Suicide is the leading cause of death among Australians aged between 15-44 years-old and mental illness affects one in every five Australians each year. If you don’t personally suffer from mental health, there is a good chance someone in your life does.
As someone who has struggled with mental health their whole life, I always feel a mixed array of emotions when these awareness days roll around, and sometimes they can feel like a blessing, but also a curse.
Most people who suffer from mental illness aren’t going to reply with a list of what they are struggling with.
Although these national awareness days are meant with good intention, seeing “R U OK?” written in the sky or having someone who has never paid any attention to your mental well-being ask “are you okay?” in a conversation around the water cooler can sometimes be daunting.
“Are you okay?” is a simple question that often has a complicated answer, especially if you are suffering from mental health. It is a great conversation starter but when asked in a public forum, is it for a pat on the back for self-gratification or do people genuinely want to know the demons another person faces? Most people who suffer from mental illness aren’t going to reply with a list of what they are struggling with.
Without withdrawing from the importance around having days where the awareness around mental health is amped up, perhaps we could not only be having more, but better conversations around mental health, and more importantly in real, everyday life.

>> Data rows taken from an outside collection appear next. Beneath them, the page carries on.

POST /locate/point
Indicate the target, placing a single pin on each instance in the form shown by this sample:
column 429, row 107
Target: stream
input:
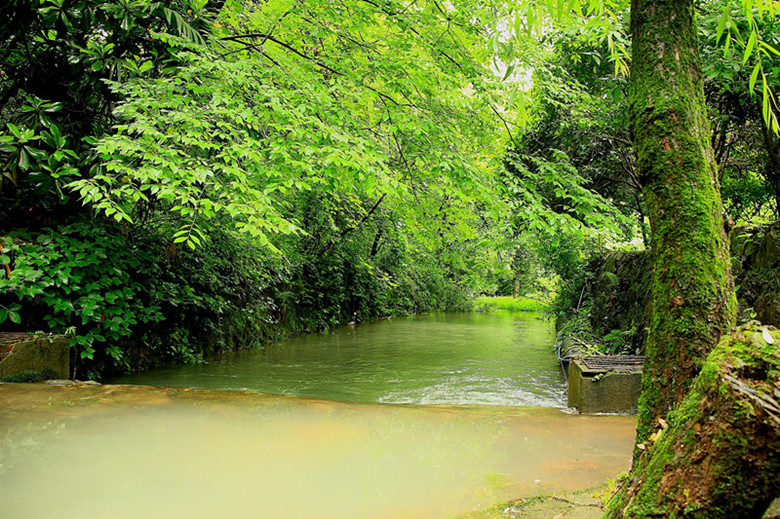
column 317, row 427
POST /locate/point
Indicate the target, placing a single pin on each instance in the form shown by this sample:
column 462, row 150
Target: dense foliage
column 185, row 177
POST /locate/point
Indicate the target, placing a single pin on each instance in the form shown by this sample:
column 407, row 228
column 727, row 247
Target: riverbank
column 583, row 504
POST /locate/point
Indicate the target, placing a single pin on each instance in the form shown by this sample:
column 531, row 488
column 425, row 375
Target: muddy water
column 148, row 452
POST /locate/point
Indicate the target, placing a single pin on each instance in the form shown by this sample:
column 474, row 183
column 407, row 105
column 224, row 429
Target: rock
column 46, row 355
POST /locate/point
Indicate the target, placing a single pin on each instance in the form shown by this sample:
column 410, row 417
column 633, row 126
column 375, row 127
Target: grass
column 512, row 304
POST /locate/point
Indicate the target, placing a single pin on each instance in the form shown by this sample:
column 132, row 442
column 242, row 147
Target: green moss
column 30, row 376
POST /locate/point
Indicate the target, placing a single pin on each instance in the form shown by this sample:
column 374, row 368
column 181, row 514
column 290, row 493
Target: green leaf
column 724, row 18
column 754, row 76
column 749, row 47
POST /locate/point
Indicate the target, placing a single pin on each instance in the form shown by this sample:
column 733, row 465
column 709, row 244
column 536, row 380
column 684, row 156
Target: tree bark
column 719, row 455
column 693, row 294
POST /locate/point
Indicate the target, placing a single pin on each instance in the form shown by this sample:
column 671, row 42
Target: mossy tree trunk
column 693, row 295
column 719, row 455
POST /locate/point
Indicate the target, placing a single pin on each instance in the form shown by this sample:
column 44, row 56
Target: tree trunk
column 772, row 174
column 693, row 294
column 719, row 455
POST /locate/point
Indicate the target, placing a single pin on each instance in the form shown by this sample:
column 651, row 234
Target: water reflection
column 132, row 452
column 498, row 359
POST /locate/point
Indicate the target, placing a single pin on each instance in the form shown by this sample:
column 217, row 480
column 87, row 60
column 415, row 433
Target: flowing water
column 157, row 452
column 446, row 358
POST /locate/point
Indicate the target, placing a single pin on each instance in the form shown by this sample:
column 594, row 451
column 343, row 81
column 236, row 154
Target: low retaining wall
column 46, row 355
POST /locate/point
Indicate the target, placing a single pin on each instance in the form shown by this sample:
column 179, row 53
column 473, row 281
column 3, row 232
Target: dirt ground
column 584, row 504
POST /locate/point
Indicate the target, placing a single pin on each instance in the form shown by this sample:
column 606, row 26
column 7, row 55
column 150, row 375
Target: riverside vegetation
column 186, row 177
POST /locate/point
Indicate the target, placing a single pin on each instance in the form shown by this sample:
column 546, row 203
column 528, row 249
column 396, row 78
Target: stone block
column 35, row 353
column 605, row 384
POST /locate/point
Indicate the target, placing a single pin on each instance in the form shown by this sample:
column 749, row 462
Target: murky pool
column 147, row 452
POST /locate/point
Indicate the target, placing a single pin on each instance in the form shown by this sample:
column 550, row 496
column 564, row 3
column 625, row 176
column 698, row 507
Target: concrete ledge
column 605, row 384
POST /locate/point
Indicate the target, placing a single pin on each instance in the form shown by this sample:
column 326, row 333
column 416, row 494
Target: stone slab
column 612, row 387
column 36, row 353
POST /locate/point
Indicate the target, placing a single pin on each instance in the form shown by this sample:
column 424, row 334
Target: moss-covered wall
column 618, row 295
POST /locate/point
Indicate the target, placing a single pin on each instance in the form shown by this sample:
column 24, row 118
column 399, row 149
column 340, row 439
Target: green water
column 347, row 446
column 445, row 358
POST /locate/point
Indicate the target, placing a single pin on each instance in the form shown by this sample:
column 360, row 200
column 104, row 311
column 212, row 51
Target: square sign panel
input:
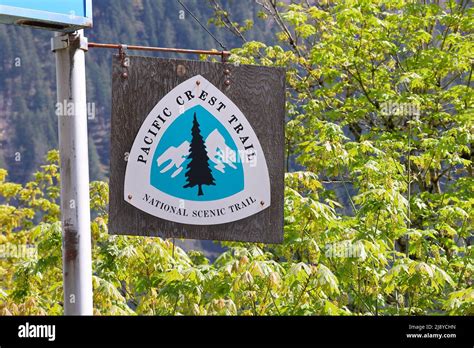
column 197, row 150
column 58, row 15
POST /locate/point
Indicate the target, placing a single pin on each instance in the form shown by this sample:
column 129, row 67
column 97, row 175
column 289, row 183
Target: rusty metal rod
column 223, row 54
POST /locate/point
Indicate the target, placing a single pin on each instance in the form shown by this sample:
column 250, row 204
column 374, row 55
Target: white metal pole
column 73, row 147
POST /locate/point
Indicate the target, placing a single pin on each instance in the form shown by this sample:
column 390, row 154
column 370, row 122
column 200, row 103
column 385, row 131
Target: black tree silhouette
column 198, row 172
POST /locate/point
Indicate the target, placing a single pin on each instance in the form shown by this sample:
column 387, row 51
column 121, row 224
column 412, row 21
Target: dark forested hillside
column 28, row 125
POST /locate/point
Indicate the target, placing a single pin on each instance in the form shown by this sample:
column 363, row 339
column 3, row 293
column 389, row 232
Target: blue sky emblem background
column 226, row 184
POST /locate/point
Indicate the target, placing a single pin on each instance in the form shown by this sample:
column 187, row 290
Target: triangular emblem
column 196, row 159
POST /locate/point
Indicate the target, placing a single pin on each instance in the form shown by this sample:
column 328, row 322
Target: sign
column 58, row 15
column 197, row 150
column 197, row 160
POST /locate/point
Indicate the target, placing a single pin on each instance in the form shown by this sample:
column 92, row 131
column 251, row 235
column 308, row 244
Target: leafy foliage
column 142, row 275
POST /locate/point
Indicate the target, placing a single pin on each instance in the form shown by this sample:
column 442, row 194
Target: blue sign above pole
column 57, row 15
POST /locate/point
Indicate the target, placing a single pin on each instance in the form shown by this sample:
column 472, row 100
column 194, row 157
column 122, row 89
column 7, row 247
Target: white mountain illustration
column 218, row 152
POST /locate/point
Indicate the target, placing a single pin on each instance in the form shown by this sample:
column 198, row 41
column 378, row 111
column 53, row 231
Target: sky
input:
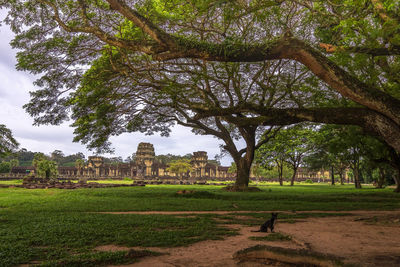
column 14, row 93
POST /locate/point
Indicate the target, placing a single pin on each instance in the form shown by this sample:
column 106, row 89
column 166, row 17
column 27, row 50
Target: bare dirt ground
column 366, row 238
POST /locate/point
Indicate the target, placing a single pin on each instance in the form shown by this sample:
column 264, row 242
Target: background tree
column 13, row 163
column 289, row 145
column 7, row 142
column 46, row 169
column 80, row 164
column 180, row 167
column 5, row 167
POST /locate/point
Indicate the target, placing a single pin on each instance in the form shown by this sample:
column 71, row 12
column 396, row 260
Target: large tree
column 61, row 39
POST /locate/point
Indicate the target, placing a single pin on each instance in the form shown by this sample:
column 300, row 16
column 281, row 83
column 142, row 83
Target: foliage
column 155, row 63
column 46, row 169
column 7, row 142
column 180, row 167
column 5, row 167
column 289, row 146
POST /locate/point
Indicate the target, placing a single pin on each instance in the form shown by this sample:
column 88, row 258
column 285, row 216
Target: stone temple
column 146, row 167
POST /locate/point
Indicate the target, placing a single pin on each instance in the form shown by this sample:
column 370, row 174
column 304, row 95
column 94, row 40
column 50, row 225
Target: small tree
column 13, row 163
column 5, row 167
column 79, row 164
column 47, row 169
column 180, row 167
column 7, row 142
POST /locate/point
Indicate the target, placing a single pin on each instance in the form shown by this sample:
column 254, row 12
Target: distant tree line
column 332, row 148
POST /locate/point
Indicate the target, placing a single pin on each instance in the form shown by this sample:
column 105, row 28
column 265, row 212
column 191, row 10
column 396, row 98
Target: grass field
column 55, row 227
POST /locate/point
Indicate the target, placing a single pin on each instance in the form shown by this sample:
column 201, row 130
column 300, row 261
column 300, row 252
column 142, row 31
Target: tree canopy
column 7, row 142
column 226, row 68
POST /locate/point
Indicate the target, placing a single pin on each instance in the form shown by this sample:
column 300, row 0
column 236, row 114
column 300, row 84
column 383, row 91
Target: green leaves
column 7, row 142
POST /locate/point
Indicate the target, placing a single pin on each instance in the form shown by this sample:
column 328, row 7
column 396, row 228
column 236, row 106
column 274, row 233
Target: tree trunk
column 357, row 182
column 381, row 179
column 341, row 178
column 396, row 178
column 280, row 173
column 293, row 176
column 243, row 172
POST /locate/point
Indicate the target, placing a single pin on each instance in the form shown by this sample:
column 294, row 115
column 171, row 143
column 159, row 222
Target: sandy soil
column 368, row 238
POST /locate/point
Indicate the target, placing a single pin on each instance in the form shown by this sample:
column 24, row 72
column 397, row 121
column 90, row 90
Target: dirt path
column 350, row 237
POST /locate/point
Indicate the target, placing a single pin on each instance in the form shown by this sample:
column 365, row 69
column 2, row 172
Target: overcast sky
column 14, row 93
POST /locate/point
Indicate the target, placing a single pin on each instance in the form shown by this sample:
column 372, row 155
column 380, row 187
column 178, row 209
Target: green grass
column 12, row 182
column 60, row 227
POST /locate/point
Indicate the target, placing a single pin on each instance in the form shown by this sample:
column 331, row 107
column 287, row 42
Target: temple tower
column 144, row 159
column 199, row 162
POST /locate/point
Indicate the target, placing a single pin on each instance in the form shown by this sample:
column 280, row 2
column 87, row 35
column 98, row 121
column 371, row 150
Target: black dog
column 268, row 224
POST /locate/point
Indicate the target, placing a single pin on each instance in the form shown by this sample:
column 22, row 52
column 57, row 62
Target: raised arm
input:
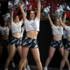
column 38, row 9
column 62, row 22
column 50, row 20
column 11, row 15
column 22, row 11
column 64, row 19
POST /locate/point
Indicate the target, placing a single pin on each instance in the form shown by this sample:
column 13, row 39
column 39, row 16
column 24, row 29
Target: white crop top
column 67, row 29
column 4, row 31
column 57, row 30
column 32, row 25
column 16, row 27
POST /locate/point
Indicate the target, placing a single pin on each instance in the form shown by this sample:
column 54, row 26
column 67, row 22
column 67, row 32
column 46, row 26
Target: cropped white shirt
column 4, row 30
column 32, row 25
column 67, row 29
column 16, row 27
column 57, row 30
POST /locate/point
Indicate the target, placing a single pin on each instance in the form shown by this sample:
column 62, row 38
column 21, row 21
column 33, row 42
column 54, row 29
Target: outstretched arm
column 50, row 20
column 11, row 15
column 22, row 11
column 62, row 22
column 39, row 9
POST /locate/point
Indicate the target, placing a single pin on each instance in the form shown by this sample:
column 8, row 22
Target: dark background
column 44, row 38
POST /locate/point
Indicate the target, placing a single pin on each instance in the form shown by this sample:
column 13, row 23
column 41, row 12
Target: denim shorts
column 17, row 42
column 4, row 42
column 29, row 42
column 56, row 44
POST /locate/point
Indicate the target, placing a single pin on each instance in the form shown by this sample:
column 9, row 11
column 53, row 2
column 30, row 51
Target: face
column 57, row 21
column 32, row 14
column 16, row 18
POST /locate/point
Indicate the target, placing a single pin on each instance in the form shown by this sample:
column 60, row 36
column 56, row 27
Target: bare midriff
column 17, row 35
column 32, row 34
column 4, row 37
column 57, row 37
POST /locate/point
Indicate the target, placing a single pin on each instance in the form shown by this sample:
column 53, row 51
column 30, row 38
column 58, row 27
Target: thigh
column 25, row 51
column 66, row 53
column 19, row 48
column 61, row 50
column 11, row 50
column 51, row 51
column 35, row 53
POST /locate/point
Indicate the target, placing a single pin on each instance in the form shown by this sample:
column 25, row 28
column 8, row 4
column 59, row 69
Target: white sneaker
column 28, row 67
column 45, row 68
column 25, row 69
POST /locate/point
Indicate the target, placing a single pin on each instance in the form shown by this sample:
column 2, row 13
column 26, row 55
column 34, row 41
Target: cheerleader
column 57, row 31
column 16, row 38
column 30, row 41
column 66, row 44
column 4, row 34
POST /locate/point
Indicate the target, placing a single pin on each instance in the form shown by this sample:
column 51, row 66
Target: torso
column 4, row 33
column 16, row 29
column 57, row 32
column 32, row 27
column 67, row 30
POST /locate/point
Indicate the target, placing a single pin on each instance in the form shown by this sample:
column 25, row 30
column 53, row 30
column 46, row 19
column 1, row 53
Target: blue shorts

Asking “how are you?” is no longer subsequent to an honest reply. We have overused the phrase that it has diminished to a greeting, but it doesn’t take much effort to follow up and ask more meaningful questions.
Ask someone how they are feeling, be an active listener, or offer support without reminders from media campaigns to do so. If we keep the conversations rolling every other day of the year, perhaps it can normalise something that most Australian’s face at some point in their lives, and perhaps more people will feel comfortable to open up.
Perhaps we can engage in more open and honest conversations if it is at the forefront of our minds. It is no one’s responsibility to be someone’s therapist, but if suicide is one of the leading causes of death in our society, then maybe it is our responsibility to invest a bit of time in making sure that someone is ok, and offering support if they are not.
We shouldn’t need a national awareness day to remind us to ask someone how they are. It should be a part of everyday conversation.
We invest so much time in small talk, conversing about the weather or what football teams are going to win on the weekend, that the more important conversations are pushed to the side. We shouldn’t need a national awareness day to remind us to ask someone how they are. It should be a part of everyday conversation.
If we take time to ask the right questions and listen without interruption or judgement, perhaps it might contribute to a more compassionate society where there is a better understanding around mental illness, and these national awareness days won’t have to be so significant whichever way they are viewed.
Our society in many ways has taught us to suppress emotions as a coping mechanism, and that by showing vulnerability we are weak, when in actual fact true strength lies within being able to confront and talk about how you feel. It is okay if you are not okay. Life is a rollercoaster, but it is better to talk through the ups and downs rather than riding through it with no support structure.
By engaging in real conversations along the way instead of waiting for the next mental health awareness day to roll around, perhaps we can assist in the prevention of someone hitting crisis point and we can lower the statistics around suicide and mental illness, but we need to normalise these conversations first.
I admire the concept of raising awareness around a topic that is vital to so many, and days like R U OK? Day, World Suicide Prevention Day and World Mental Health Day are great opportunities to talk about how we feel or ask someone how they are, but it is important to know that every other day of the year is just as important.